PASADENA -- CBS TV Pres. Leslie Moonves said network had ordered new Survivor series 3 and 4 -- to follow Survivor 2, which begins its run immediately following Jan. 28 Super Bowl. Third in series will air in fall as hedge against possible strike by writers and actors. “That’s all part of the game plan,” along with extended new or expanded editions of news programming, he said at TV critics session here. Reality shows are “not union dependent,” Moonves said. “We hope the strike can be avoided, but we are ready… Obviously, everybody is going to be doing the same thing” in stockpiling reality programming in case of strike (CD Jan 9 p7). He joked that if Super Bowl were “a blowout, we may eliminate the 4th quarter and go right to Survivor… and hopefully in the near future we'll be announcing Survivor 19 and 20.” He refused to discuss prices being paid by advertisers for Survivor 2, but “obviously it’s a great deal more than they paid” for original series last summer.

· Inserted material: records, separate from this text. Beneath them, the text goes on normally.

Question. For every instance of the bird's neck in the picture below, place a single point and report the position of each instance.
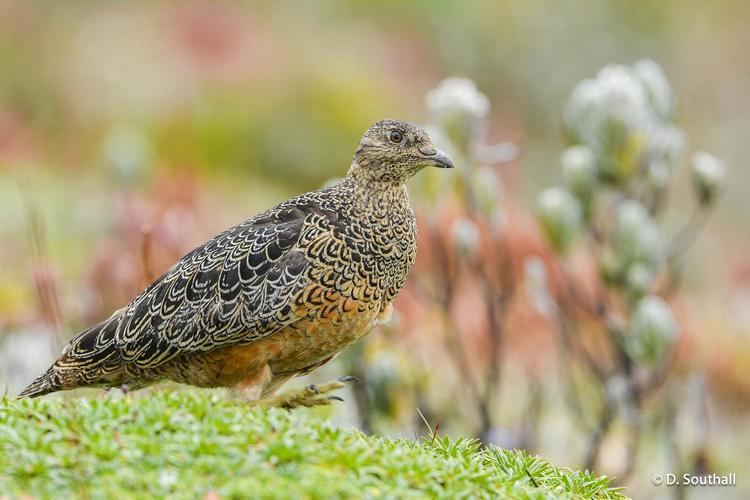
(371, 176)
(372, 188)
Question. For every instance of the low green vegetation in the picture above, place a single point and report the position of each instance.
(192, 444)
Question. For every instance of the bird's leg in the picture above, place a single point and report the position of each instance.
(312, 395)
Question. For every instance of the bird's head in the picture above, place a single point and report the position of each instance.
(393, 151)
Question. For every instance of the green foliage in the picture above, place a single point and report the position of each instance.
(190, 443)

BellSouth told FCC it was opposed to request by Dept. of Justice and FBI for additional security requirements under Communications Assistance for Law Enforcement Act (CALEA). DoJ/FBI asked agency in Nov. to require carriers to: (1) Submit name, phone number, e-mail address and other contact information for person designated as point of contact for CALEA issue. (2) Notify FCC in writing or by e-mail of any change in such contact information. BellSouth said requirements were “unnecessary, burdensome and inconsistent with the Commission’s minimal set of guidelines for compliance with CALEA’s systems security and integrity provisions.”
Mont. House State Administration Committee completed hearings Wed. on bill that would require state agencies to retain internal and external e-mail memos and letters as public record, just as they must do now with correspondence on paper. Measure (HB-112) would clarify state open records law to include e-mail among agency records that must be retained and made available to public. Panel has until mid-Feb. to move bill. Measure also would make it crime to harass or threaten anyone via e-mail. Penalties would be same as for telephone harassment. State Rep. John Brueggeman (R- Polson), bill’s sponsor, said e-mail had become common method for conducting official state business, but effectively was exempt under current law from requirements that official correspondence be kept for public inspection. Other supporters cited incident last fall in which environmental group seeking internal memos from state Natural Resources Dept. to bolster case in timberland dispute discovered material had been deleted in routine purge of e-mail files. Supporters also said making e-mail harassment crime would close loophole in current law. No opponents spoke at hearing.